Last week, I wrote about the huge benefits and associated challenges of implementing "stretched" virtualization clusters. These offer tangible benefits over traditional hot/warm site implementations in that they allow workloads to be seamlessly migrated from one site to the other. In some cases, they even allow site fail-over to take place automatically.
But the expense of clustered storage -- not to mention the complexity involved -- put true stretched clusters out of reach for many organizations that could benefit from them. In spite of that, even if you don't have the right kind of back-end storage to implement a true stretched cluster, you may still be able to reap some of the flexibility benefits they bring to the table and ease the heavy lifting of complex upgrades and stringent uptime requirements.
Recently, I found myself faced with the prospect of upgrading a sizable dual-site virtualization infrastructure. Though each upgrade taken individually wasn't that complicated, a strict zero-downtime requirement meant that careful planning would be required. In the end, the solution leveraged many of the same concepts present in stretched clusters, illustrating that you can enjoy some of the benefits without having all of the pieces in place.

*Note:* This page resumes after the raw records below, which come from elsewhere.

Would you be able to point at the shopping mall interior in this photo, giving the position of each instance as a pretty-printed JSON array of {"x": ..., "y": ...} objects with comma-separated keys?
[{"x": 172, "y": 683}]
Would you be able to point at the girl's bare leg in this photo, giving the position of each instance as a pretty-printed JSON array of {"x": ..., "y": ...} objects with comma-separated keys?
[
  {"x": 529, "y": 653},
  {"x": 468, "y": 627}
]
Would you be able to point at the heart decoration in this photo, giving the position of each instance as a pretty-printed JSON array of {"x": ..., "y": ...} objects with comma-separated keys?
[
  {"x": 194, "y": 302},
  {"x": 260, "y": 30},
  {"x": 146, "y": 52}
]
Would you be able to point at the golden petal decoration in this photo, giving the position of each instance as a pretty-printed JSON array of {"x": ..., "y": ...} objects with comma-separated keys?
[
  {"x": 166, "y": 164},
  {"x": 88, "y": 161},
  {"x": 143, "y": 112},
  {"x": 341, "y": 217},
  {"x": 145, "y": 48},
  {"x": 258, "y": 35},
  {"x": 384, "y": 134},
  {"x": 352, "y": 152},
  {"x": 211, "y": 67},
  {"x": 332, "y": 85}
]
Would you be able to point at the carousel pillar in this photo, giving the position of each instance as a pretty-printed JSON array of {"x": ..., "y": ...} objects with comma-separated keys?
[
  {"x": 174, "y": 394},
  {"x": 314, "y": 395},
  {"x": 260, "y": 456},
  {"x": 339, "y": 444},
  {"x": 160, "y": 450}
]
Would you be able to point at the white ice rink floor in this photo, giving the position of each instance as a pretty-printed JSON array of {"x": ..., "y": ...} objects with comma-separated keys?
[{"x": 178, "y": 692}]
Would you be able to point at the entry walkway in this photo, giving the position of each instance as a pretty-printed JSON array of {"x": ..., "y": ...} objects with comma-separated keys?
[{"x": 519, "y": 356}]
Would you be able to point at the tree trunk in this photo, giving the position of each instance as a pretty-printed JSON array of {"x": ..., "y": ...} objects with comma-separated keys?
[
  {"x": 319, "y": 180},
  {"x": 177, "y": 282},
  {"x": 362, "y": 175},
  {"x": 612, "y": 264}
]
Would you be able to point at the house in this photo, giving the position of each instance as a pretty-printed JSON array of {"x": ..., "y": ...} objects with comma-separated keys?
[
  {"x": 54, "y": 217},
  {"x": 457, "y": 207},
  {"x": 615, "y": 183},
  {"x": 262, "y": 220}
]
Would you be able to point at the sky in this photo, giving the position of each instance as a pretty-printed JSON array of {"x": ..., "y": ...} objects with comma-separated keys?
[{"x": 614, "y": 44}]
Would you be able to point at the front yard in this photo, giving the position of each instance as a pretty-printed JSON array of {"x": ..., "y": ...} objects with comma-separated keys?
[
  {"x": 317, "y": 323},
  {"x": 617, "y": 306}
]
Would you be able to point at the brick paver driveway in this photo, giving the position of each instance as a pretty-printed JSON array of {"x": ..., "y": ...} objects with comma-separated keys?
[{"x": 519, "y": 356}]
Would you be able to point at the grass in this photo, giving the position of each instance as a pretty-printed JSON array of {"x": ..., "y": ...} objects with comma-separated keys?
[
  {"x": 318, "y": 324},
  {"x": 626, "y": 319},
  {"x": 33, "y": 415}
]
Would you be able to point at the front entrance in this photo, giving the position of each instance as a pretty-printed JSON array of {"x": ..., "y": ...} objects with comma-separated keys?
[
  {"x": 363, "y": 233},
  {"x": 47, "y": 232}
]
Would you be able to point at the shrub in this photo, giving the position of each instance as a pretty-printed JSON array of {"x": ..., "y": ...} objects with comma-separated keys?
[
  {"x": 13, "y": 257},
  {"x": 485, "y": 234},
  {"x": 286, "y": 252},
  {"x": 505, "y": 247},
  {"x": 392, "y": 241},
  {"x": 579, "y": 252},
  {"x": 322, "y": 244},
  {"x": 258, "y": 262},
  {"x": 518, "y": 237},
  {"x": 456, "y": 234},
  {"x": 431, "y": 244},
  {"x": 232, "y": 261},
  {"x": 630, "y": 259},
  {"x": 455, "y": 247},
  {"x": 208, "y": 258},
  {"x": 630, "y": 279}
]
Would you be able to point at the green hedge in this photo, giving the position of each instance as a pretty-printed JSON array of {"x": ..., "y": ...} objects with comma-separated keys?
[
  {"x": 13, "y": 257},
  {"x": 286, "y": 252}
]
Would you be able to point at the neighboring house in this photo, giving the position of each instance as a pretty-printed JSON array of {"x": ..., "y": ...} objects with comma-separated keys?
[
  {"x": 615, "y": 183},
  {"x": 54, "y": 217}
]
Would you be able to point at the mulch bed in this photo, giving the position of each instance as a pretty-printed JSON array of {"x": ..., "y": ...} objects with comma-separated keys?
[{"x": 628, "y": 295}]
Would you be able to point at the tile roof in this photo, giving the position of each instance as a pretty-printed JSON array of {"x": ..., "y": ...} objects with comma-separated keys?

The pre-upgrade infrastructure consisted of two fiber-attached sites each with their own synchronously replicated Fibre Channel-based storage arrays and blade-based virtualization clusters. During the course of the upgrade, new virtualization blades would be implemented at the production site, the older production virtualization blades would be migrated to the recovery site, and the recovery site virtualization blades would be retired. Along the way, the hypervisor -- VMware vSphere in this case -- would also undergo a major version upgrade, along with all of its dependent components: vCenter, Site Recovery Manager, View, and so on.